I had a wonderful morning with the kids.  We played, read books, and made cookies.  I had put Christian down for a nap, and Tes and I had just finished decorating our cookies, when I logged onto the internet.  That’s when my morning changed.   I, like many others, found out about the tragic shooting that occurred in Connecticut this morning, and was absolutely shaken to my core.  I immediately felt tears brimming over, and I ran up stairs to hide from from Tes.  I sat on my bed and wept.

I have always been saddened by violence in general, but today’s shootings were especially horrifying, because the victims were children.  Children who were not much older than my own.  My heart was there with the mothers of the fallen children, I ached for them, and couldn’t stop the “what if it were mine” thoughts from taking hold.  I couldn’t stop the tears from pouring down my face.  Then I heard a little voice ask “Why are you crying Mommy?”

I looked up to see Tessie standing at the top of the stairs.  She walked over to me, looking very concerned.  I held my arms open to her and she curled up in my lap, and hugged me tight.  I started crying all over again.  “Are you sick?” she asked.  “No honey, I’m just very sad.”  “Why?”  I told her that I had read something very sad, about a person who had done something really mean.  Tessie thought about that for a moment.  She looked at me, very seriously, took my hand in hers, and said “Let’s go downstairs and make some hot chocolate, that will make you feel better.” 
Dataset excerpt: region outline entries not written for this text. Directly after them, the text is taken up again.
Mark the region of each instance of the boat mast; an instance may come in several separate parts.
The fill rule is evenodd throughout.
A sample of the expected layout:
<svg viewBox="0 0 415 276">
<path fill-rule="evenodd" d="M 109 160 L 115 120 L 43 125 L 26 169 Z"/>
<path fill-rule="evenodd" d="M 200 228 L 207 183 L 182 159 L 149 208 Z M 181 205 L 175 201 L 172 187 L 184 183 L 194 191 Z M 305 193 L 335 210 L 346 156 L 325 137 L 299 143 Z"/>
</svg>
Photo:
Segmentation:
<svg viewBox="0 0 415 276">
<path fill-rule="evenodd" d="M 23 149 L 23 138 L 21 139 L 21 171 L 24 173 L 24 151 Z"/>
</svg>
I stood up and let her lead me downstairs, and did as she asked.  Christian woke up, and the three of us spent the rest of the afternoon sipping cocoa, and snuggling close.  My kids didn’t notice that I kissed them more than usual, or hugged them tighter.  I tried not to let them see if I teared up, which I did many more times throughout the day.  They were there for me in exactly the way I needed, without ever realizing it.  The moment I became a mother, the center of my world shifted.  The thought of someone hurting my children is unthinkable, and awful.  But the gift they gave me, of letting me just revel in their perfection and brilliance, was amazingly beautiful.  And I needed some beauty today.